Odiado por muitos, amado por outros. Mas há algo inegável (até onde sabemos): não só funciona, como pode rivalizar com o Squat na corrida pelo título de Construtor Oficial de Glúteos Máximos.
A Ciência Antes da Fofoca de Balneário
Um estudo recente decidiu colocar esta batalha épica à prova: Hip Thrust vs Squat – o confronto que ninguém sabia que precisava. O veredicto? Ambos os exercícios são igualmente eficazes para hipertrofia do glúteo máximo. E antes que comeces a imaginar se podes substituir todo o treino de perna pelo "empurra barra com os quadris", calma lá! Não estamos aqui a cancelar o agachamento – mas sim a reconhecer que o Hip Thrust tem lugar na realeza do treino.
Neste estudo em particular, mulheres não treinadas participaram num programa supervisionado de 10 semanas. Resultado? A espessura muscular aumentou. Ah, e para os céticos: os resultados foram medidos com ultrassom, não com ângulos do instagram.
O Debate: Glúteos de Ouro ou Marketing de Academia?

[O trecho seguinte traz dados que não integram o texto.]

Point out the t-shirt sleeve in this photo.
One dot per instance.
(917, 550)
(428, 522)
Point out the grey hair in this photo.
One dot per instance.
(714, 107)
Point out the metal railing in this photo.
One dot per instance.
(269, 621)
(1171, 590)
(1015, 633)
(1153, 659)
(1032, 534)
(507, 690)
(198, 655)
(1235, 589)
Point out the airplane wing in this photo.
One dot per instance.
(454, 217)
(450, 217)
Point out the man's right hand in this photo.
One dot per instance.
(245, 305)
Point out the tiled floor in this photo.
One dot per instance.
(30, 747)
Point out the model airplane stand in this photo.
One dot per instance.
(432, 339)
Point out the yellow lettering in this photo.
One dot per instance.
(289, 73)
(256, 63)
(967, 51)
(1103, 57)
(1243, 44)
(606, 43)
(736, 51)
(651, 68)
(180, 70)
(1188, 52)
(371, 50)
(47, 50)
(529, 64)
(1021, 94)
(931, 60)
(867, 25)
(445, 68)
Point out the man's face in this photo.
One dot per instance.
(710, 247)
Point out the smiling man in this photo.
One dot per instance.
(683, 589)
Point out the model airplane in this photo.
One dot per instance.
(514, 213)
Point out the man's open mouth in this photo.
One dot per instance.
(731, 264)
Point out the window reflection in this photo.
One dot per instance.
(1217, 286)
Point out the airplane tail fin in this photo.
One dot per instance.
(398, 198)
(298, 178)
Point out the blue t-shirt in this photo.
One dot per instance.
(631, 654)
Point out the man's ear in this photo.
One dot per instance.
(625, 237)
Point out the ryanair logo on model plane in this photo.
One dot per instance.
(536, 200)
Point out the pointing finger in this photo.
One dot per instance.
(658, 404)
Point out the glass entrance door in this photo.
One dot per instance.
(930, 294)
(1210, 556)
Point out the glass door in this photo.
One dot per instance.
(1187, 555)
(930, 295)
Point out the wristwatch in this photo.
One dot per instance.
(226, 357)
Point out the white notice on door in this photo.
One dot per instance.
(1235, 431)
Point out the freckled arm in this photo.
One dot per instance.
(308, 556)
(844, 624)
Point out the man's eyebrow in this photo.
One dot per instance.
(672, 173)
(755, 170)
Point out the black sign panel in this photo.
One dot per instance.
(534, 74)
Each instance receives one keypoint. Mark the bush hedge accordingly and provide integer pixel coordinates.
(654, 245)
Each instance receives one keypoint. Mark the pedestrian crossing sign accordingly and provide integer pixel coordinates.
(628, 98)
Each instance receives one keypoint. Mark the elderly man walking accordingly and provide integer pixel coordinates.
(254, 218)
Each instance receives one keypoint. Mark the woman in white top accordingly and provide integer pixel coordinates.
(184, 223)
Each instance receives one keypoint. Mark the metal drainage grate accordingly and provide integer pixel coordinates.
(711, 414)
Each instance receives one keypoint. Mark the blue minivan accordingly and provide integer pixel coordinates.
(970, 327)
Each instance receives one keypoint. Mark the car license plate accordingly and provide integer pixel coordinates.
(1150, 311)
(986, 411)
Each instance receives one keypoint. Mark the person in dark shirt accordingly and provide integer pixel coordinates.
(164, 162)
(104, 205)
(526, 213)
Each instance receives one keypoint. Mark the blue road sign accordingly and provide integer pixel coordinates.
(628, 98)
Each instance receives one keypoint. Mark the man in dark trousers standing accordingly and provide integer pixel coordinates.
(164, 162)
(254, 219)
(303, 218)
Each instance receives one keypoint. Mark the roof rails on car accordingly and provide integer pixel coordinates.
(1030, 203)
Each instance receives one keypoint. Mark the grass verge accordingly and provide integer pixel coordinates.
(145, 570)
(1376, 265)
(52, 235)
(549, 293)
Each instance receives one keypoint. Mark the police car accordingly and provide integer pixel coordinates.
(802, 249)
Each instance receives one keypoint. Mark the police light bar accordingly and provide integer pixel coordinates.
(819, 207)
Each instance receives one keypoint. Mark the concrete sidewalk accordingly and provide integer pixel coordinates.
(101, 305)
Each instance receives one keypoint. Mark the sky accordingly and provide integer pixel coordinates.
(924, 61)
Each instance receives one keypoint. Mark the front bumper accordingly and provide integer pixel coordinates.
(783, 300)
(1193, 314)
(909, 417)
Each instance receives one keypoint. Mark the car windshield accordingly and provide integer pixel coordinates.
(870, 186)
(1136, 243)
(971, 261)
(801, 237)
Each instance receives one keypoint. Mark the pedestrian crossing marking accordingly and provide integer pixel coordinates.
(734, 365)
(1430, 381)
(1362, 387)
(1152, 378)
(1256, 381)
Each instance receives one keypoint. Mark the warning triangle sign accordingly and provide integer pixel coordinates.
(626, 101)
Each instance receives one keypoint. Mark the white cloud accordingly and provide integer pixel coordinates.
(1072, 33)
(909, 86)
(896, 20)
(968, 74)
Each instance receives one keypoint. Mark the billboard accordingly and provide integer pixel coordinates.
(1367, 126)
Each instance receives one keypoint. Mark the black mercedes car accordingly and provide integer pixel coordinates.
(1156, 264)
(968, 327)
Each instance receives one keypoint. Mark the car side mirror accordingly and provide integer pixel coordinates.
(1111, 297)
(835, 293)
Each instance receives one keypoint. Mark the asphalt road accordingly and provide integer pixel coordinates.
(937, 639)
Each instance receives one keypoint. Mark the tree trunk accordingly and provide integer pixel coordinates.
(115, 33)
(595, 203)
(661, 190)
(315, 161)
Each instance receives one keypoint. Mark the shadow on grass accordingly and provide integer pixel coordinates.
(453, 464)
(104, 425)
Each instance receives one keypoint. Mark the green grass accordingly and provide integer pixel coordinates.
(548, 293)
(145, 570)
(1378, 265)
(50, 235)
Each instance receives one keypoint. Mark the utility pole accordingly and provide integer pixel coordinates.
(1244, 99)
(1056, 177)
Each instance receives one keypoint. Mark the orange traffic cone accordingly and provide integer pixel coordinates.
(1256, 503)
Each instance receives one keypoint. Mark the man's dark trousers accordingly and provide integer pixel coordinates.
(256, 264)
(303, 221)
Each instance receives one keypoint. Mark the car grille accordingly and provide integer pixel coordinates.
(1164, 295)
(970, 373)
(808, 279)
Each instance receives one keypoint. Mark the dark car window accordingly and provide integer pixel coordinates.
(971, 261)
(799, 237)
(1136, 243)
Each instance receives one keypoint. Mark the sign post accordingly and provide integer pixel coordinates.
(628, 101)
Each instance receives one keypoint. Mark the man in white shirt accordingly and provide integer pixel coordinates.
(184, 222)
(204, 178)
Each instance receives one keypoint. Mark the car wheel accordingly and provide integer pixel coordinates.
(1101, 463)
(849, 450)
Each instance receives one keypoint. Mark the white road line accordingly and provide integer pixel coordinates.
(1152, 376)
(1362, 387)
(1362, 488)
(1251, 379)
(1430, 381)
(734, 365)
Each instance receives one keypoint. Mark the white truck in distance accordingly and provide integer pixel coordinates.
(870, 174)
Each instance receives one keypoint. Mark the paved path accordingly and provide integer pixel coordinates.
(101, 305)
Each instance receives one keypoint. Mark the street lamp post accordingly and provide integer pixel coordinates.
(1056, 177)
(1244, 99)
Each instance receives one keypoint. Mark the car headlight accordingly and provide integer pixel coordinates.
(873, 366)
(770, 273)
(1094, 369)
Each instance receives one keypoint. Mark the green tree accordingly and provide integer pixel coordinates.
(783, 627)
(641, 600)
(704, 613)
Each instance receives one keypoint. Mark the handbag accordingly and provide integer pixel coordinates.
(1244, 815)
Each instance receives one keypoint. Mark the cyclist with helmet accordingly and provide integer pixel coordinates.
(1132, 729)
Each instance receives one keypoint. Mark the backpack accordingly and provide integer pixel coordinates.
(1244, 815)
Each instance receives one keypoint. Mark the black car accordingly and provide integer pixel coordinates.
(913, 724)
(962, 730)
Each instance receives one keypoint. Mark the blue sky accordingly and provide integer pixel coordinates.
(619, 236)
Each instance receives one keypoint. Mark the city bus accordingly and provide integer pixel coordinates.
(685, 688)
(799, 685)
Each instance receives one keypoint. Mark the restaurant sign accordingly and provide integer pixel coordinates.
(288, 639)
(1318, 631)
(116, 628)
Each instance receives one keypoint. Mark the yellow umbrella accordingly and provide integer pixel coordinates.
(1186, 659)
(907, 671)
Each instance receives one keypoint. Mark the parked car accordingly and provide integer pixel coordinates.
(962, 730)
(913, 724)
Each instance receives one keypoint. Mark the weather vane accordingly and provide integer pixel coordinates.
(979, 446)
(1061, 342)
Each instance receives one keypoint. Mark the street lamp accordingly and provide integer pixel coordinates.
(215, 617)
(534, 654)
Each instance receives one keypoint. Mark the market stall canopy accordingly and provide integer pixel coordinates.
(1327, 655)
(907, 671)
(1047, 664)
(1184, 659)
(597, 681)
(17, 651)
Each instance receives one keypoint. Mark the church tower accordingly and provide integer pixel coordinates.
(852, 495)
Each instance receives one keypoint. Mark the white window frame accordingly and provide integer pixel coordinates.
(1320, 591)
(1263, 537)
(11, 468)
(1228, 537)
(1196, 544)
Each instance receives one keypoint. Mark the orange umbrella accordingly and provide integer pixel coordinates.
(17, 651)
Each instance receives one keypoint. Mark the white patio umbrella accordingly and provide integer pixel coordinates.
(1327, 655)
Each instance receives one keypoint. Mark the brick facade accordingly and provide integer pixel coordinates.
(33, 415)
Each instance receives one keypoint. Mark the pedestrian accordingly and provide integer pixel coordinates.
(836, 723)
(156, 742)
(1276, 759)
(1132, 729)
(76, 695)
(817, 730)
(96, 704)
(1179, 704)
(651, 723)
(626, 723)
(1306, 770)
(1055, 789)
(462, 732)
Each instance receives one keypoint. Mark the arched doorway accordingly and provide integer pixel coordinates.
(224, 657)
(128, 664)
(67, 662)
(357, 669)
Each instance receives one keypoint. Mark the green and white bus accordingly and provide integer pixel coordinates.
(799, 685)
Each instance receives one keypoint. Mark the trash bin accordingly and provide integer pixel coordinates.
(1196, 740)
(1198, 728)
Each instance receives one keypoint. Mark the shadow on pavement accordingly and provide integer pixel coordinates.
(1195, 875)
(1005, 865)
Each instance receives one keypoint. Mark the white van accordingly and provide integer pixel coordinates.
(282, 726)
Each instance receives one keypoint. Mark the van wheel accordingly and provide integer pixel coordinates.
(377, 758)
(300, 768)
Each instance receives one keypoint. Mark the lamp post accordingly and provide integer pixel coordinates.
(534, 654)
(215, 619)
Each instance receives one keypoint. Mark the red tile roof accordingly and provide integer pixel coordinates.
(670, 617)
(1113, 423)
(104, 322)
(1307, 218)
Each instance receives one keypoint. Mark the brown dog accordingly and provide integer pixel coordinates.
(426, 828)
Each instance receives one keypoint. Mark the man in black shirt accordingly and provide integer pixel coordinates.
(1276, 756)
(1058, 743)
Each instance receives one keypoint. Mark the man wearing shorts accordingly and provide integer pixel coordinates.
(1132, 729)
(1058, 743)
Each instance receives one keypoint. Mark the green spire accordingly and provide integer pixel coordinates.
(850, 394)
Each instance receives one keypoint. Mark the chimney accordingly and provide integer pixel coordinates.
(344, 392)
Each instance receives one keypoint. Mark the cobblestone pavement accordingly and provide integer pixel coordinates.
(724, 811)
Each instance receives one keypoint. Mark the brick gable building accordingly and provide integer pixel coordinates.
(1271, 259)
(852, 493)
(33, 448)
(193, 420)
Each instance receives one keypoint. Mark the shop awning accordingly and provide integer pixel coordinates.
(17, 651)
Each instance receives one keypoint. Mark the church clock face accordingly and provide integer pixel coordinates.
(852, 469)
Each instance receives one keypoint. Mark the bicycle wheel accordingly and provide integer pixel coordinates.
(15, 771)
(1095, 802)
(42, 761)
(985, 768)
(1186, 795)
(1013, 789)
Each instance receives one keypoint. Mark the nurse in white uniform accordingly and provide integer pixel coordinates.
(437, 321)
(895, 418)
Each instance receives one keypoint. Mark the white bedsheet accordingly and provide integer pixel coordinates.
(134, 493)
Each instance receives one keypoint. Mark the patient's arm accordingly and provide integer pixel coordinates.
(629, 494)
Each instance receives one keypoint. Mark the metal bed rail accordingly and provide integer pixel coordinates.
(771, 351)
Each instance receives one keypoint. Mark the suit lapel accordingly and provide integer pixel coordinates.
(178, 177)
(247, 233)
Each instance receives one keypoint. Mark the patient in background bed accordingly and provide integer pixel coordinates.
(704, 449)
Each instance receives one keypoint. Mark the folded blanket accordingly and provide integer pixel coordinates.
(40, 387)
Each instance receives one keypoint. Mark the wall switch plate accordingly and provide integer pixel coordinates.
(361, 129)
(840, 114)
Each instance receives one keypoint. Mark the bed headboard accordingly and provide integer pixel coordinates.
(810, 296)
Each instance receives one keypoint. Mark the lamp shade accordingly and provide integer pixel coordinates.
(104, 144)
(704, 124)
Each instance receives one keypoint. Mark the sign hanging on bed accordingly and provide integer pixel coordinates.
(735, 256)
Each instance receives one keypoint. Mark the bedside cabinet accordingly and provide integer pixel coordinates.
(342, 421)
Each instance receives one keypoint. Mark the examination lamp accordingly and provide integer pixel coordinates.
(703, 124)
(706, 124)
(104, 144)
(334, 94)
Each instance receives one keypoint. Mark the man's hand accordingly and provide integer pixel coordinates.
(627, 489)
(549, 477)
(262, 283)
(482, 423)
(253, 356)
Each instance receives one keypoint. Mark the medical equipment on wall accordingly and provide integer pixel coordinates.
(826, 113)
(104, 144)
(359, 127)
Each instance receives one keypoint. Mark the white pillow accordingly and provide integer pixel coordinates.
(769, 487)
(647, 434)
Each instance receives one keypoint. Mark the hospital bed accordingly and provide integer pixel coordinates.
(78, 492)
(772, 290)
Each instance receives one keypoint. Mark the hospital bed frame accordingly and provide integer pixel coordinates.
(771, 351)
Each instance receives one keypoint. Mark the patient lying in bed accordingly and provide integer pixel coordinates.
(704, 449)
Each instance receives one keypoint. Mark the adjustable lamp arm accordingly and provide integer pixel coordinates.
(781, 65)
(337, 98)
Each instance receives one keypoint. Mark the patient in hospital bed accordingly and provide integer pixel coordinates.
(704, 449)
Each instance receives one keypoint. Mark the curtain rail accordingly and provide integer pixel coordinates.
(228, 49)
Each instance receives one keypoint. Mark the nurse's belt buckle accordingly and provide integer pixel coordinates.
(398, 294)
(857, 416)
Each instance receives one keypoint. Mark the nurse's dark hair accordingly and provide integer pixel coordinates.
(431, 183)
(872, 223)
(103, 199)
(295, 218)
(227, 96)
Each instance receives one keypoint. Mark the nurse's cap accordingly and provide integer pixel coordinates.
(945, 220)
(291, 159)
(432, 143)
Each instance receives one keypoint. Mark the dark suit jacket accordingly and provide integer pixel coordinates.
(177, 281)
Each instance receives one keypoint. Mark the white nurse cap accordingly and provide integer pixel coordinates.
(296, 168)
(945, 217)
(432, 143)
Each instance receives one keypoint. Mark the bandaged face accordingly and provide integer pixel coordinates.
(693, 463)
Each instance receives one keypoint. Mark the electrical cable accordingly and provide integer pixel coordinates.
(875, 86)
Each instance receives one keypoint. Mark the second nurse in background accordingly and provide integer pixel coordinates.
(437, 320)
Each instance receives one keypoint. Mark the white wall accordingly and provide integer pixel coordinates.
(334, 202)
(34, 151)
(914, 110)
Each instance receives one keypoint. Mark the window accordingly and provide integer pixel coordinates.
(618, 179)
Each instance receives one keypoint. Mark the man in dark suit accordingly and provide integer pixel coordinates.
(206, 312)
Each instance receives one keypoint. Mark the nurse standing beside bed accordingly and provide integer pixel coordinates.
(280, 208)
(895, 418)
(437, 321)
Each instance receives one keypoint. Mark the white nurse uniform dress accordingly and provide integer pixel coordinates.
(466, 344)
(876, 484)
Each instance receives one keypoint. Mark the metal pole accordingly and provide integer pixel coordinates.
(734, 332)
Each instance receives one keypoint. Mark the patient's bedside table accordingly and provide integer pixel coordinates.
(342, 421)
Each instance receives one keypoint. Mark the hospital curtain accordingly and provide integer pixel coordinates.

Vamos esclarecer uma coisa: o Hip Thrust não é magia negra, mas também não é aquele suplemento milagroso que te prometem no TikTok. Adicionar este movimento ao treino é uma forma sólida de ganhar músculo nos glúteos (peach emoji vibes), mas sozinho não te vai levar muito longe.
A Moral da História
Se estás a pensar que agora só precisas de Hip Thrust para o resto da vida, deixa-me cortar essa ilusão pela raiz. A verdade é simples: um treino completo é como um bom jantar – precisa de variedade para ser realmente delicioso. Então, sim, faz o teu Hip Thrust com orgulho, mas lembra-te que os clássicos, como o Squat, continuam a ser reis e rainhas da musculação.
Rita Gomes - Personal Trainer BMS
Frontiers in Physiology (2023)
Plotkin, D. L., Rodas, M. A., Vigotsky, A. D., McIntosh, M. C., Breeze, E., et al. (2023). Hip thrust and back squat training elicit similar gluteus muscle hypertrophy and transfer similarly to the deadlift. Frontiers in Physiology. doi: 10.3389/fphys.2023.1279170.
International Journal of Strength and Conditioning (2024)
Kassiano, W., Kunevaliki, G., Costa, B., Nunes, J. P., Castro-E-Souza, P., Tricoli, A., Ribeiro, A. S., & Cyrino, E. S. (2024). Addition of the Barbell Hip Thrust Elicits Greater Increases in Gluteus Maximus Muscle Thickness in Untrained Young Women. International Journal of Strength and Conditioning. doi: 10.15614/strength.2024.041.